Z pewnością podniesie na duchu klasycznego "nerda"-sztywniaka, który nawet prostej postawy nie umie zachować, ma fryzurę z lat 60 i nie słyszał nigdy o jakimś sporcie czy siłowni (że o relacjach z kobietami nie wspomnę).
Przy tym wszystkim udawanie fajnego, bogatego, i znającego Nicole Kidman, żeby zaimponować byłej (którą ch*j wie dlaczego przyjął do domu) jest zwykłym frajerstwem i działa na mnie żenująco nawet jako żart filmowy.

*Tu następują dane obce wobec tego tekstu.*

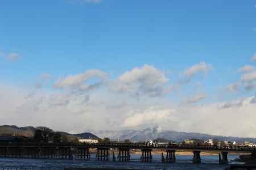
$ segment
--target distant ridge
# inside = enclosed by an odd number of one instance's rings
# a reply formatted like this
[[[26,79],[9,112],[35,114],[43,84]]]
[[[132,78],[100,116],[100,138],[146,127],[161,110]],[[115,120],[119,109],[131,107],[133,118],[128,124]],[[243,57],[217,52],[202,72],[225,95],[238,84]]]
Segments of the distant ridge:
[[[15,125],[0,126],[0,135],[3,134],[16,135],[24,137],[32,137],[35,130],[33,126],[18,127]],[[155,126],[142,130],[99,130],[89,131],[79,134],[69,134],[60,132],[61,134],[70,137],[77,137],[80,138],[100,139],[105,137],[112,140],[124,141],[129,139],[131,141],[145,141],[156,139],[164,139],[174,141],[183,141],[187,139],[198,139],[203,141],[214,138],[219,141],[236,141],[243,143],[245,141],[256,143],[256,138],[240,138],[236,137],[224,137],[212,135],[199,133],[179,132],[172,130],[164,130],[162,128]]]
[[[3,125],[0,126],[0,135],[19,135],[31,137],[34,135],[36,128],[33,126],[18,127],[15,125]],[[69,137],[77,137],[81,138],[100,139],[97,136],[90,133],[83,133],[77,134],[72,134],[67,132],[59,131],[61,134]]]
[[[212,138],[219,141],[236,141],[243,143],[245,141],[256,143],[256,138],[240,138],[236,137],[224,137],[220,135],[212,135],[199,133],[179,132],[172,130],[163,130],[162,128],[155,126],[138,130],[100,130],[92,131],[100,138],[108,137],[112,140],[129,139],[131,141],[144,141],[162,138],[174,141],[183,141],[187,139],[198,139],[204,141],[209,140]]]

Odradzam. Szkoda czasu na to sztuczne gówno.
Nie. Do połowy. Zwyczajnie nie trafia do mnie taki komizm ...choćby na końcu miał ujawnić wyłudzenia od ZUSu, stwardnienie rozsiane, albo zmienić się w Batmana czy Jokera.
Mi nie chodzi o twoją ocenę (choć przyznam że mało który film zasługuje na 1, i ten też nie należy do takich), chodziło mi tylko o to zdanie: "Przy tym wszystkim udawanie fajnego, bogatego, i znającego Nicole Kidman, żeby zaimponować byłej (którą ch*j wie dlaczego przyjął do domu) jest zwykłym frajerstwem i działa na mnie żenująco nawet jako żart filmowy." , które pokazuje, że filmu nie obejrzałeś do końca. Bo właśnie mniej wiecej taki był morał tego filmu, tani bo tani, oklepany, ale jednak był.